Angular-momentum resolved density of states It is well known that in 3d, for a non-relativistic, free particle the density of states scales as $D(E) \propto E^{1/2}$. The problem is, we can classify the eigenstates according to the total angular momentum $l$. What is the density of state for the $l$-states?
 A: Your question could be interpreted in two different ways: derive $D(E)$ from the spherical basis or what is the density of states for the $L^2$ operator.
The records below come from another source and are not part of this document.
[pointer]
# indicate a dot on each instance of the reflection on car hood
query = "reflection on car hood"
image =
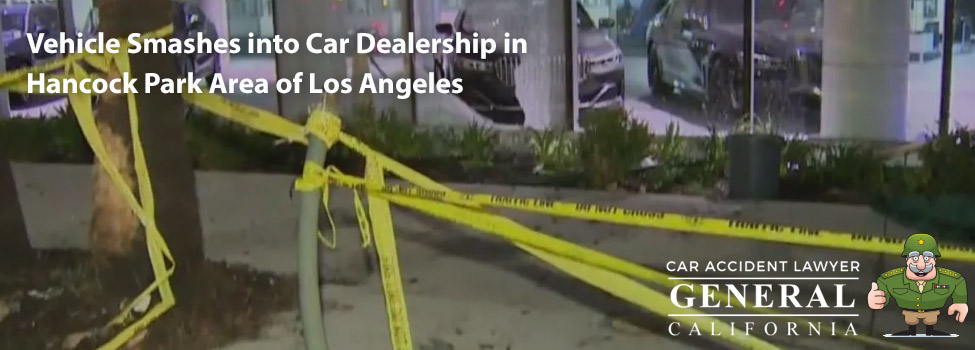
(595, 43)
(773, 38)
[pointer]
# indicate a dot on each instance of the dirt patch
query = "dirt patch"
(54, 304)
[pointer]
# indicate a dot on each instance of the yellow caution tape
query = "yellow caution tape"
(673, 222)
(144, 209)
(598, 269)
(382, 224)
(252, 117)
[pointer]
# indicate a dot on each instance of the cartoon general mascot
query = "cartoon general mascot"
(921, 288)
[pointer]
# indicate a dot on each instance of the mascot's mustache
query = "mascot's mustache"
(918, 271)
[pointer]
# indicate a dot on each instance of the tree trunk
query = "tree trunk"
(14, 244)
(118, 246)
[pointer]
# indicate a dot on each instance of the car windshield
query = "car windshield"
(585, 22)
(498, 16)
(12, 21)
(808, 12)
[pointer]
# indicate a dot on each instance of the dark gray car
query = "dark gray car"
(695, 49)
(489, 85)
(189, 20)
(18, 21)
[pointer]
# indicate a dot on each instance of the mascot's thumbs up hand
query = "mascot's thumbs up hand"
(876, 299)
(961, 309)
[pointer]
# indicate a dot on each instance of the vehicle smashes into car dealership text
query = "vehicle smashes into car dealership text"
(813, 294)
(317, 43)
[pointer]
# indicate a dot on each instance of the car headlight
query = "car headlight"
(606, 63)
(471, 64)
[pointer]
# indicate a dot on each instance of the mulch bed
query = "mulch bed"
(55, 303)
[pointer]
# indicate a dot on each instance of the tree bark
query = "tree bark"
(118, 246)
(15, 247)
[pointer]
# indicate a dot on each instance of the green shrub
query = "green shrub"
(948, 164)
(554, 152)
(853, 167)
(715, 156)
(611, 145)
(475, 146)
(388, 133)
(218, 144)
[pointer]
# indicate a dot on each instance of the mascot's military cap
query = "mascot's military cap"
(921, 243)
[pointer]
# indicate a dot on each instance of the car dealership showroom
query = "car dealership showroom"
(886, 70)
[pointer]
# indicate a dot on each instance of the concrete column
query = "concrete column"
(298, 20)
(866, 49)
(4, 94)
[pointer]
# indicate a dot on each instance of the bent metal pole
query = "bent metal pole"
(309, 292)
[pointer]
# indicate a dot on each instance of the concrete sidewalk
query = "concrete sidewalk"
(474, 291)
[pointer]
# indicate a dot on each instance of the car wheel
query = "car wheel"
(655, 74)
(723, 100)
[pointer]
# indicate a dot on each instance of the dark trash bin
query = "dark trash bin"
(754, 163)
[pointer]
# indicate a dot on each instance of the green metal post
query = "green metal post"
(309, 291)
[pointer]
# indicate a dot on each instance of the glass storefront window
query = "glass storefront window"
(505, 91)
(963, 67)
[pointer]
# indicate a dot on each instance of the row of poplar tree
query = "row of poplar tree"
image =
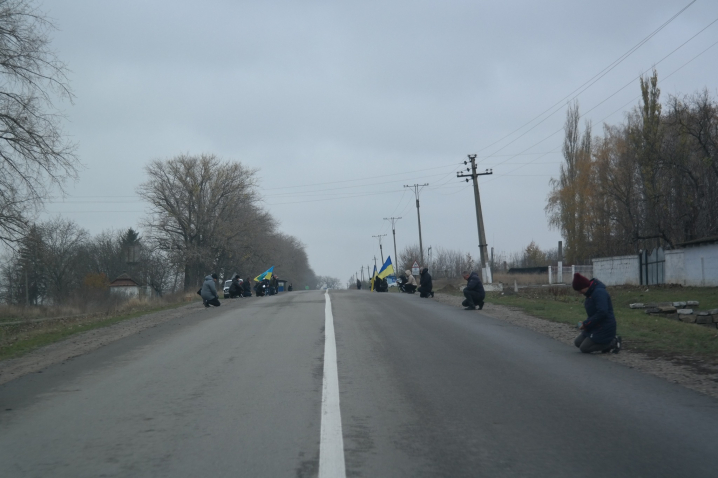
(650, 181)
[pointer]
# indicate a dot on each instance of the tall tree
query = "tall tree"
(569, 202)
(197, 203)
(34, 155)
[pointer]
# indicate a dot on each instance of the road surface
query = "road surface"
(412, 388)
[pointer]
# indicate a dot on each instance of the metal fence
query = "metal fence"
(652, 266)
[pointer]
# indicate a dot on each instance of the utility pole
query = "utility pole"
(380, 249)
(393, 220)
(477, 200)
(417, 190)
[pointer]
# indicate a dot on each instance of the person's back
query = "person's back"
(235, 289)
(598, 330)
(425, 285)
(474, 292)
(209, 291)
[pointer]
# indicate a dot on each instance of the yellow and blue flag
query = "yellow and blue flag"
(265, 275)
(387, 269)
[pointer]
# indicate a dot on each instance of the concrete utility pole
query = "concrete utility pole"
(417, 190)
(477, 200)
(380, 249)
(393, 220)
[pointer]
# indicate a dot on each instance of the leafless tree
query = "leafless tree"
(35, 158)
(64, 241)
(198, 206)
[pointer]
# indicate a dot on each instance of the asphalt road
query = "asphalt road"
(424, 390)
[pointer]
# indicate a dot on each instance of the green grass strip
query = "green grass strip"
(640, 331)
(28, 341)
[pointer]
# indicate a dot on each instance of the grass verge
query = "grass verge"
(640, 331)
(17, 340)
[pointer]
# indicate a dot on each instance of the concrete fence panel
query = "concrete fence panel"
(620, 270)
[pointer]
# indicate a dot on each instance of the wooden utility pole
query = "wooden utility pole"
(393, 231)
(417, 190)
(477, 200)
(380, 249)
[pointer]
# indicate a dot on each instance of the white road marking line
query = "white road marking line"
(331, 445)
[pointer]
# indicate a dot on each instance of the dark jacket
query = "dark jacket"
(235, 288)
(600, 326)
(425, 280)
(209, 289)
(473, 283)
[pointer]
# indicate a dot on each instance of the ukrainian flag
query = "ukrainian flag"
(387, 269)
(265, 275)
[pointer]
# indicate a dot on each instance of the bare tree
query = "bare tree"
(34, 155)
(198, 206)
(64, 243)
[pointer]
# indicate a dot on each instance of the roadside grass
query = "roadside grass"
(640, 331)
(17, 340)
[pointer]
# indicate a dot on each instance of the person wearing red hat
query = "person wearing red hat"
(598, 331)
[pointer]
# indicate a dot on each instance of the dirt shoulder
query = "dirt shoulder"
(85, 342)
(695, 374)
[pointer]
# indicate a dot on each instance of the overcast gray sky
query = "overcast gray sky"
(341, 104)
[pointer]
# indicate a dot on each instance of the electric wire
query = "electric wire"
(596, 77)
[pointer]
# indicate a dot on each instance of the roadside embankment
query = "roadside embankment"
(682, 353)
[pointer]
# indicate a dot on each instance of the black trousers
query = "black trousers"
(587, 345)
(214, 302)
(474, 299)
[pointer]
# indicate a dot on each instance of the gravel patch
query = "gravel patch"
(689, 372)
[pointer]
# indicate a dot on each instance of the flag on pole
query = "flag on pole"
(387, 269)
(265, 275)
(373, 278)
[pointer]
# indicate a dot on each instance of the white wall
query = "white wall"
(618, 270)
(674, 271)
(701, 265)
(125, 291)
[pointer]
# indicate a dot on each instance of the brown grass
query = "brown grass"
(521, 279)
(25, 328)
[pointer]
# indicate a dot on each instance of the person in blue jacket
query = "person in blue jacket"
(474, 291)
(598, 331)
(209, 291)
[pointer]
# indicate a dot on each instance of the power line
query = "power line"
(588, 83)
(616, 92)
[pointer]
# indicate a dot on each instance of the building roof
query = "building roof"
(123, 280)
(698, 242)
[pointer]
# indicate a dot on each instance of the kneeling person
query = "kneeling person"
(598, 331)
(209, 291)
(474, 291)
I’ll use the Hamiltonian of a free particle in infinite space (setting $m=\hbar=1$):
$$
H=\frac{\vec p^2}{2}
$$

*

*You can diagonalize $H$ by using angular momentum quantum numbers, $L_z,L^2$. However, you’ll still need an extra one $E$ or $p$ ($E=\frac{p^2}{2}$). You’ll get the eigenstates:
\begin{align}
\langle r,\theta, \phi |p,l,m\rangle &\propto e^{im\phi}j_l(p r) \\
H|p,l,m\rangle&= \frac{p^2}{2}|p,l,m\rangle \\
\langle p’,l’,m’|p,l,m\rangle &\propto \frac{1}{p^2}\delta(p-p’)\delta_{ll’}\delta_{mm’}
\end{align}
with $j_l$ the spherical Bessel function of the first kind (spherical Bessel transform).
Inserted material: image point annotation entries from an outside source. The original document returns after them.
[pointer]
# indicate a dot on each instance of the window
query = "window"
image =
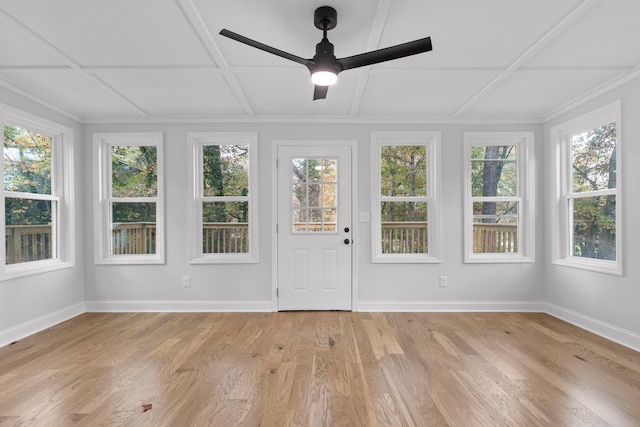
(224, 201)
(498, 197)
(37, 195)
(314, 195)
(129, 207)
(405, 210)
(587, 183)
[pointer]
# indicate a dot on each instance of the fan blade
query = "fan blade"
(264, 47)
(386, 54)
(320, 92)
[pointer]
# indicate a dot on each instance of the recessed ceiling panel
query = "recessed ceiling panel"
(420, 93)
(175, 92)
(71, 91)
(22, 51)
(290, 93)
(533, 94)
(606, 36)
(114, 32)
(487, 33)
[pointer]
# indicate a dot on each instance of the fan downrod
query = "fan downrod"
(325, 18)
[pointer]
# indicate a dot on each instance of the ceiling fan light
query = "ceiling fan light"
(324, 77)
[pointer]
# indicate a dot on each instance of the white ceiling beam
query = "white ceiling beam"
(68, 61)
(194, 19)
(377, 30)
(561, 26)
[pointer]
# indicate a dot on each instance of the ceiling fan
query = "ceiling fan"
(324, 66)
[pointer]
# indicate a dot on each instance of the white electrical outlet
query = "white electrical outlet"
(444, 281)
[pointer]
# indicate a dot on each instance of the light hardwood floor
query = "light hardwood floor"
(318, 369)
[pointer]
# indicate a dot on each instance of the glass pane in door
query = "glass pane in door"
(314, 195)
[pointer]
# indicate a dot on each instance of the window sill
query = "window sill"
(498, 259)
(405, 259)
(599, 266)
(130, 260)
(32, 268)
(224, 259)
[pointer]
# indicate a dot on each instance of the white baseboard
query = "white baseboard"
(598, 327)
(41, 323)
(179, 306)
(459, 306)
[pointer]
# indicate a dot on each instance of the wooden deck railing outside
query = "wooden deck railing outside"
(24, 243)
(33, 242)
(495, 238)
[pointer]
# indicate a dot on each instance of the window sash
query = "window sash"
(431, 142)
(562, 215)
(198, 255)
(62, 238)
(105, 253)
(523, 197)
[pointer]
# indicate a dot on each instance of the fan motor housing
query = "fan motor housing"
(325, 15)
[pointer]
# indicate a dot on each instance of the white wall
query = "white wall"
(603, 302)
(31, 303)
(381, 286)
(606, 304)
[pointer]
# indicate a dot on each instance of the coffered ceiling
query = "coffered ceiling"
(163, 60)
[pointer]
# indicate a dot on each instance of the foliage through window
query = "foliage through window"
(29, 203)
(404, 214)
(588, 181)
(593, 200)
(315, 195)
(130, 206)
(223, 198)
(36, 203)
(496, 199)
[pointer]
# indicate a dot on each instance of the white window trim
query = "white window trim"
(524, 141)
(196, 141)
(432, 141)
(62, 191)
(102, 143)
(561, 189)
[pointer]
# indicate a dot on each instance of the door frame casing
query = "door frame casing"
(355, 226)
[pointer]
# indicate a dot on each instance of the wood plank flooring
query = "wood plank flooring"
(318, 369)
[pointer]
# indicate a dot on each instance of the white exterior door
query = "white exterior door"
(314, 227)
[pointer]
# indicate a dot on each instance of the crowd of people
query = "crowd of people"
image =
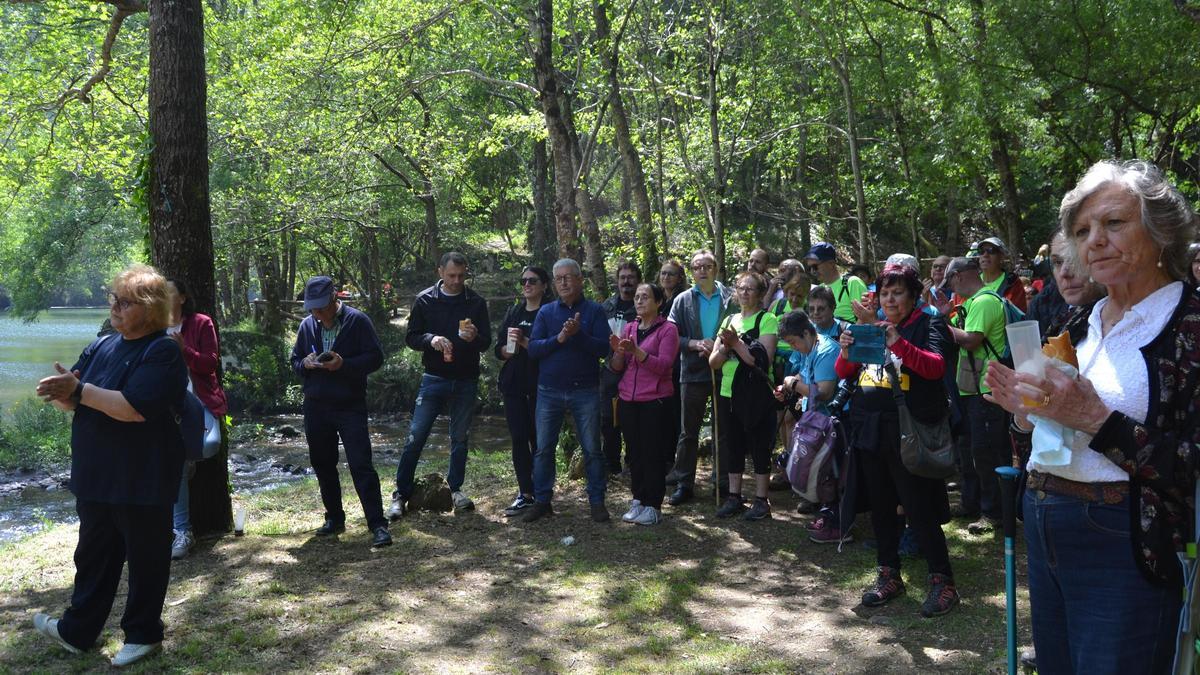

The key is that the eigenvalues and the dot propucts do not depend on $l,m$, only on $p$. This means that for the density of states, the $l,m$ sums will only contribute to an overall multiplicative (formally infinite) factor and you still get
$$D(E)dE\propto p^2dp$$


*The spectrum of $L^2$ is discrete, so the density of states is a sum of Dirac peaks. Using the spherical Bessel transform, you can see that a $L^2$ eigenspace has degeneracy $2l+1$ by varying $m=-l,-l+1,…,l$ as well as a “constant infinite” degeneracy by varying $p$, so you get:
$$
D(L^2)\propto\sum_{l\in\mathbb N}(2l+1)\delta(L^2-l(l+1))
$$
Hope this helps.